Napster 2.0 does have a main marketing advantage over iTunes by
offering what it calls a “premium” subscription service; for $9.95
a month, users have access to unlimited streaming downloads of most
of the 500,000 songs in Napster’s library as well as video files
and 40 commercial-free internet radio stations. As long as their
subscription is current, users are allowed to keep and listen to
files on their hard drive at no extra charge. If a user wants to
burn a song onto CD or transfer the file onto another medium, they
must pay 99 cents for it.
This subscription is what Penn State purchased and will make
available to all its 83,000 students over the next year. How much
did it cost the university? Bill Mahon, Penn State’s assistant vice
president of university relations said, “We have negotiated an
agreement with Napster that is so low we are not permitted to say
the price.” He further elaborated on how the service would be paid
by Penn State’s University Technology fee, and how the current fee
will not need to be increased to accommodate the service. After
speaking with Mahon and taking into account the amount of business
Napster will gain from the deal, it is not unrealistic to estimate
the percent discount Penn State is receiving is somewhere in the
range of 99 to 100 percent, if not more, for 83,000 monthly
subscriptions.
Colorado State could be given a similar discount if we could
somehow separate ourselves from the bandwagon of other schools
attempting to follow the precedent of Penn State. The easiest way
to do this is to have students, not school officials, lead the way
in seeking out a service. Student demand for the service is rooted
in the very commercial desire to have cheap access to music that is
also legal, as opposed to an administration’s desire to coax
students into patronizing a legal form of downloading that is cheap
only to facilitate usage.
Associated Students of CSU is capable of rising to lead and
accomplish such a task, and the administration could then step back
and take an advisory role. In my opinion this structure would
accomplish a dual purpose of fortifying the student agenda and
legitimizing any negotiation between the university and a file
sharing company. The administration would also act as the final
executor of any agreement. According to ASCSU Vice President Katie
Clausen, who also chairs the Student Fee Review Board, student fee
changes are subject to final approval by a number of school
officials including the president and the board of governors.

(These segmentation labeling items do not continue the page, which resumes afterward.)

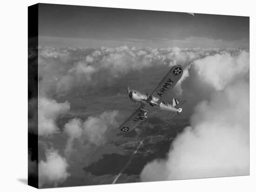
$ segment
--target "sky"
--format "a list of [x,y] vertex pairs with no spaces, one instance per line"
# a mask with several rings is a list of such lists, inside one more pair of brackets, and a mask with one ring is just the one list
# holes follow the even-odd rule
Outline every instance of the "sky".
[[40,45],[249,48],[249,17],[40,4]]

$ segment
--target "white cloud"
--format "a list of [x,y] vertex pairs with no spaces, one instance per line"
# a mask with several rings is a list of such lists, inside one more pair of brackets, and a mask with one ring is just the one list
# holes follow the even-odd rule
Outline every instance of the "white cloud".
[[84,135],[87,141],[97,145],[106,141],[106,132],[108,129],[116,128],[118,123],[115,117],[116,110],[105,111],[99,117],[90,116],[83,124]]
[[90,116],[84,122],[76,118],[70,120],[64,126],[64,132],[68,135],[66,155],[69,156],[72,152],[75,139],[97,146],[105,144],[111,131],[118,126],[116,120],[118,114],[116,110],[107,111],[98,116]]
[[223,51],[196,60],[191,68],[183,93],[191,99],[209,96],[197,105],[191,126],[173,142],[167,159],[145,166],[142,181],[249,173],[249,52]]
[[207,56],[218,53],[222,57],[240,51],[234,48],[222,50],[121,46],[92,49],[41,47],[39,49],[40,96],[61,95],[79,86],[89,89],[99,84],[110,86],[114,80],[134,71],[176,64],[185,68]]
[[59,131],[56,120],[70,109],[68,102],[58,103],[55,100],[41,98],[39,101],[38,134],[49,135]]
[[83,133],[81,120],[76,118],[72,119],[64,126],[64,133],[68,135],[65,154],[69,156],[73,150],[74,140],[81,137]]
[[56,187],[70,175],[67,171],[68,165],[66,159],[53,148],[47,150],[46,156],[46,160],[39,164],[39,187],[53,184]]
[[241,78],[249,70],[249,53],[244,51],[238,55],[229,53],[207,56],[194,62],[200,80],[212,85],[217,90]]

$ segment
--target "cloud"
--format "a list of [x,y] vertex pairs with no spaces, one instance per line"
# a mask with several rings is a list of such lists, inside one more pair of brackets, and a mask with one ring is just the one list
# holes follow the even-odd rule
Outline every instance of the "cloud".
[[68,165],[66,159],[53,148],[47,150],[46,156],[46,160],[41,160],[39,164],[39,187],[53,184],[56,187],[70,175],[67,171]]
[[59,131],[56,120],[70,109],[68,102],[58,103],[55,100],[46,97],[39,102],[38,134],[47,136]]
[[197,101],[191,126],[172,143],[166,159],[146,165],[141,180],[249,174],[249,52],[225,50],[199,58],[189,72],[181,87],[189,102]]
[[83,133],[81,120],[76,118],[71,119],[64,125],[64,132],[68,135],[65,153],[69,156],[73,150],[74,140],[80,138]]
[[98,146],[106,143],[111,131],[118,126],[116,110],[104,111],[98,116],[90,116],[85,121],[75,118],[64,126],[64,133],[68,135],[65,153],[69,156],[75,139]]
[[[58,48],[39,49],[39,93],[52,97],[70,92],[76,87],[83,90],[107,87],[134,71],[181,64],[184,68],[194,61],[216,54],[231,54],[239,49],[216,48]],[[227,56],[228,57],[228,56]]]
[[237,55],[229,53],[217,54],[194,62],[200,80],[217,90],[247,74],[249,70],[249,53],[244,51]]

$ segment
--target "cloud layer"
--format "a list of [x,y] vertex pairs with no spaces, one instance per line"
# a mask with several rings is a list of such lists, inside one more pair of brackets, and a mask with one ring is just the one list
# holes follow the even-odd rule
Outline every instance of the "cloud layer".
[[64,132],[68,136],[66,154],[69,156],[72,153],[75,139],[89,145],[104,144],[111,131],[118,126],[116,120],[118,114],[116,110],[107,111],[99,116],[90,116],[85,121],[77,118],[70,120],[64,126]]
[[249,174],[249,70],[246,51],[225,51],[193,62],[182,85],[187,91],[193,84],[190,93],[184,94],[201,101],[191,126],[173,142],[166,159],[145,166],[142,181]]
[[199,59],[216,54],[221,58],[223,55],[228,58],[242,50],[124,46],[95,49],[44,46],[39,50],[40,95],[51,97],[69,92],[74,87],[110,87],[115,81],[133,71],[177,64],[185,68]]
[[[142,180],[248,174],[248,49],[46,46],[39,50],[40,135],[60,133],[56,122],[71,106],[68,101],[57,102],[58,96],[77,87],[87,92],[110,88],[124,76],[178,64],[183,67],[184,75],[173,94],[189,100],[183,115],[193,113],[191,126],[173,142],[167,159],[146,166]],[[71,156],[76,141],[89,146],[105,144],[113,128],[118,127],[118,114],[107,111],[85,120],[70,119],[63,129],[67,135],[65,157]],[[56,186],[69,175],[68,162],[54,149],[47,150],[46,156],[46,161],[40,161],[46,170],[41,173],[41,185]],[[57,162],[61,166],[50,172]]]
[[68,102],[58,103],[55,100],[42,97],[39,99],[38,134],[47,136],[57,133],[59,128],[56,119],[70,109]]
[[56,187],[70,175],[67,170],[68,165],[66,159],[54,148],[47,149],[46,156],[46,160],[41,160],[38,165],[39,187],[49,184]]

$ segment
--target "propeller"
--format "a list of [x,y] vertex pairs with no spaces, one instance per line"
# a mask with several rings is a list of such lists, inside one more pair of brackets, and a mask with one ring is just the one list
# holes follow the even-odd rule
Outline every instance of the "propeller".
[[129,87],[127,88],[127,93],[128,93],[129,97],[130,97],[130,100],[131,100],[133,98],[133,93],[132,92],[132,90],[129,88]]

The demand for a legal and thrifty alternative to online music
piracy is definitely present among both students and administrators
at Colorado State. CSU officials who are in a position to
officially comment could not be reached. I did, however reach a
number of officials in a number of departments who were unwilling
to comment about liabilities incurred on the university’s behalf by
the actions of students pirating music. If this subject is volatile
enough to make more than a few administrators abstain from making
any comment at all, this deafening silence bellows demand for a
remedy. If this demand is properly marketed to companies such as
Apple and Napster, CSU students could be gifted with a cheap and
legal source of online music. At the same time the university as an
institution would benefit from the notoriety gained through
innovation while limiting its liabilities.

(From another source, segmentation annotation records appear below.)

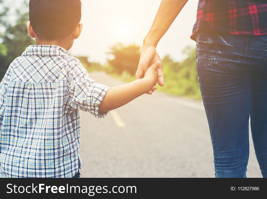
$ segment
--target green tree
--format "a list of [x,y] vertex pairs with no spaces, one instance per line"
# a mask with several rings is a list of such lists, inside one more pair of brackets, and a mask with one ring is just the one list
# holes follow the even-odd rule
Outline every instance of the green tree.
[[131,75],[135,74],[140,58],[140,47],[134,44],[125,46],[121,44],[111,48],[110,54],[114,56],[108,60],[115,71],[121,74],[127,71]]
[[30,45],[35,43],[34,40],[28,35],[26,24],[29,21],[29,13],[22,13],[27,6],[23,3],[19,10],[15,12],[17,19],[15,25],[12,25],[6,17],[9,9],[5,7],[2,0],[0,0],[0,5],[4,8],[0,13],[1,28],[4,30],[0,32],[0,79],[5,75],[11,62],[16,58],[20,56],[25,48]]
[[200,99],[195,48],[188,47],[183,53],[187,58],[181,62],[174,61],[168,55],[162,59],[164,85],[159,88],[173,95]]

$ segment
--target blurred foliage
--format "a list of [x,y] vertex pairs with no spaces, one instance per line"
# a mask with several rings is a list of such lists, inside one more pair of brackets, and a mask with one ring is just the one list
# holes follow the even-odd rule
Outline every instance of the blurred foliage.
[[[0,0],[0,80],[4,75],[10,63],[20,56],[34,40],[28,35],[26,23],[28,13],[20,11],[27,7],[25,2],[16,12],[15,24],[8,20],[9,9]],[[125,46],[121,44],[110,48],[109,54],[113,57],[108,60],[109,64],[90,62],[87,57],[77,57],[89,72],[104,71],[109,74],[126,81],[134,80],[140,57],[140,46],[132,44]],[[169,56],[162,60],[165,79],[164,86],[159,90],[173,95],[200,99],[200,92],[196,69],[195,50],[188,47],[184,51],[187,57],[181,62],[174,61]]]
[[76,57],[83,63],[83,66],[88,71],[103,71],[104,70],[102,66],[99,63],[90,61],[88,57],[78,56]]
[[[108,60],[110,67],[104,68],[113,77],[127,82],[134,80],[140,56],[140,48],[134,45],[124,46],[121,44],[112,47],[113,59]],[[195,99],[201,98],[196,69],[195,49],[186,48],[183,53],[187,58],[181,62],[174,61],[169,56],[162,59],[164,85],[158,90],[177,95]]]
[[5,6],[2,0],[0,0],[0,79],[5,73],[9,65],[16,58],[20,56],[26,48],[34,44],[35,41],[28,35],[27,22],[29,21],[29,13],[22,13],[22,7],[26,7],[24,3],[19,10],[16,11],[17,19],[15,25],[9,21],[8,18],[9,9]]
[[183,51],[187,58],[181,62],[167,56],[162,60],[164,84],[159,90],[173,95],[201,99],[196,69],[195,48],[188,47]]
[[114,58],[109,60],[108,62],[118,74],[126,71],[135,75],[140,58],[140,46],[134,44],[127,46],[121,44],[115,45],[110,48],[109,53]]

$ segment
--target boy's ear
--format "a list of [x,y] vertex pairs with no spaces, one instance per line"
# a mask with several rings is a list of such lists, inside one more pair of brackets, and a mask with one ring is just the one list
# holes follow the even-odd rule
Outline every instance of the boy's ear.
[[79,37],[83,28],[83,24],[79,24],[76,27],[73,34],[73,39],[76,39]]
[[32,27],[32,25],[31,24],[31,22],[27,22],[27,29],[28,30],[28,33],[30,35],[30,36],[32,38],[35,38],[35,33],[33,31]]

Group access and rates to and for online file sharing services
might begin with educational institutions seeking to limit their
liabilities, but the idea will not linger in their exclusive
domain. This same type of group access could easily be adopted by
private corporations for exactly the same reasons universities are
interested in them. File sharing could easily become the biggest
technological breakthrough since the advent of the World Wide Web.
Some experts say it already is just that. With the right strategy
and a little luck, Colorado State could position itself on the
crest of this new wave.
Joe is a senior majoring in history. His column is available
every Thursday at no additional charge to students.